It’s mid-September, and Volkswagen of America has a problem: It won’t have any new models coming out until the spring. Keeping VW front and centre in consumers’ minds has drawn a group of marketing folks from the automaker and two of its ad agencies to Google’s BrandLab at its YouTube headquarters south of San Francisco. Dedicated to “evangelising the art and science of brand-building”, the richly appointed meeting space is basically a man cave for ad creatives, complete with overstuffed couches, booze and the mother of all big screens, an assemblage of 32 flat-panel displays massed into 300 square feet of video overload.
In one corner of the BrandLab, Google’s Jeff Rozic goes to work running VW’s folks through a rapid-fire succession of video ad campaigns the BrandLab feels have worked. His earnest delivery is well-honed, courtesy of 100-plus similar “private workshops” held for potential advertisers from Coca-Cola to Toyota over the past year. VW has some catching up to do, a point Rozic makes intentionally or not by highlighting 13 travel vignettes produced by a rival, Nissan Mexico. His larger point: Don’t clutter a story with too blatant a call to action. “We shouldn’t apologise for trying to sell cars,” one VW exec protests. “Sure,” Rozic shoots back, “but you have to be careful to distinguish when you’re telling a story and when you’re selling.”
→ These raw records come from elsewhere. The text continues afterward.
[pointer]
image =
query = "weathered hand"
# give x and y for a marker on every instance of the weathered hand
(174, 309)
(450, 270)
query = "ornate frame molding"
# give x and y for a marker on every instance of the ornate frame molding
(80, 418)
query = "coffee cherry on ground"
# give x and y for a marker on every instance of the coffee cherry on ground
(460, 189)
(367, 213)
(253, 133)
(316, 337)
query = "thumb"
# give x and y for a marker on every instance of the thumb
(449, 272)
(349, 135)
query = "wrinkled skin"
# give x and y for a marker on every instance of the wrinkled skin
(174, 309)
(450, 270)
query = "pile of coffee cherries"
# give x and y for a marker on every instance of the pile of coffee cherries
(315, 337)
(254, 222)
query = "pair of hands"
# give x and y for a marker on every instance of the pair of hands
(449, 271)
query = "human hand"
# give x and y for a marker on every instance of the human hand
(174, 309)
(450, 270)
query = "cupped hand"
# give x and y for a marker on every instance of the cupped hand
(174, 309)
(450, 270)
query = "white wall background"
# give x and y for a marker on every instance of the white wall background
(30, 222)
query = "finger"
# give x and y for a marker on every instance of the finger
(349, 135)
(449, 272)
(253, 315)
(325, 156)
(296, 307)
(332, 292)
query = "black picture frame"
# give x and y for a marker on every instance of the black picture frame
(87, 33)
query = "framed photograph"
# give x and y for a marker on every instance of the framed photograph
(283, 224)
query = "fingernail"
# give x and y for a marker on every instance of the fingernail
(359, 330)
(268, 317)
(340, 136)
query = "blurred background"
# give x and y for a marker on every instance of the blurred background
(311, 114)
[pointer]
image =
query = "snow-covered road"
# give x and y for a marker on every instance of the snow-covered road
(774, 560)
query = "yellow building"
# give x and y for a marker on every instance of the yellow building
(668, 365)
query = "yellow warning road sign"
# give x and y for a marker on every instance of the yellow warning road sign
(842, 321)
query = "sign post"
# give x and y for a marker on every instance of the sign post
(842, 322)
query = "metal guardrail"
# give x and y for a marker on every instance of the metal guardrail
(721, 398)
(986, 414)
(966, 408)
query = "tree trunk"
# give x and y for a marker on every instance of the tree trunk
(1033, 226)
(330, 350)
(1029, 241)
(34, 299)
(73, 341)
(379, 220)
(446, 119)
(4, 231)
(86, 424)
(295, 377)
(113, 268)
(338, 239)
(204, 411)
Fair point. Rozic is clearly selling—and it’s a product intended to change Google’s path. The king of the click is now lecturing one of the world’s most accomplished advertisers to forget those clicks and amp up the image ads. CEO Larry Page can go on as much as he wants about self-driving cars, wearable computers or any of the company’s other “moon shots”. But Google fundamentally remains the most disruptive advertising company of the past half-century. As its total advertising-revenue growth rate has halved in the past two years, from 29 percent to 15 percent (thanks in part to Facebook and Twitter), it’s now charging full-bore toward the biggest pot of advertising gold it doesn’t own: Brand advertising, the image ads you see in glossy magazines and on television.
Most online ads—the banners that litter nearly every commercial website and, most notably, Google’s search ads—have failed to help marketers move the needle on classic advertising measures like brand awareness and intent to purchase. Instead, they mainly drive people to a product page to click the buy button. Direct marketing is lucrative: Search is still upwards of 60 percent of Google’s ad revenue, helping it earn an estimated 15.8 percent net margin in 2013—but image ads will come to dominate digital advertising in this decade.
Look at the numbers: Digital brand advertising is a $18 billion market this year, according to eMarketer. Its forecast implies that number will double by 2018, at which point it will have passed search and direct marketing, with plenty of room to grow. Television advertising, comprising almost entirely image ads, is currently a $200 billion global market. And it’s a vulnerable one, as younger people scatter to YouTube and Netflix when they aren’t Snapchatting or Instagramming on iPhones or skipping ads entirely on their DVRs. Some 75 percent of respondents to an Interactive Advertising Bureau poll of 5,000 ad execs expect to see some spending move from TV to digital video in the next year.
This explains the man cave. YouTube remains one of the greatest acquisitions of the internet era. Larry and Sergey paid $1.65 billion in 2006 for a business that today would conservatively be worth $20 billion as a standalone. So what’s another $400 million or so to build out a brand ad business?
The return has been fairly quick: In October Publicis’s MediaVest, the ad agency for Coca-Cola, Honda and other big advertisers, inked a deal to spend tens of millions of dollars over the next year on Google video, display and mobile ads. It was Google’s first agreement with such an online partner to buy ads in advance, as agencies and marketers do on television. In November Publicis agencies DigitasLBi and Razorfish went bigger, committing to spend $100 million on YouTube and Google’s banner and mobile ad networks this year. “Google is one of the few players with a platform big and wide enough to attract these dollars,” says Razorfish CEO Pete Stein.
And Google sources insist that more of these “upfront” deals will be announced shortly, which has investors—who have driven the stock to a recent alltime high of over $1,150—feeling bullish. Tim Ghriskey, chief investment officer at the asset management firm Solaris Group, a Google investor, figures the company could capture about 6 percent of TV ad spending by 2020, or $20 billion a year. Given that Google’s total revenue this year will come in at around $60 billion, this is the growth the company needs to continue its dominance.
Mohan, who likes to decry the 40 percent of “spray and pray” TV advertising he says is wasted on indifferent audiences, offers a vision of the future in which Google can marry its data about individual consumers with the reach of TV and measure the results, too.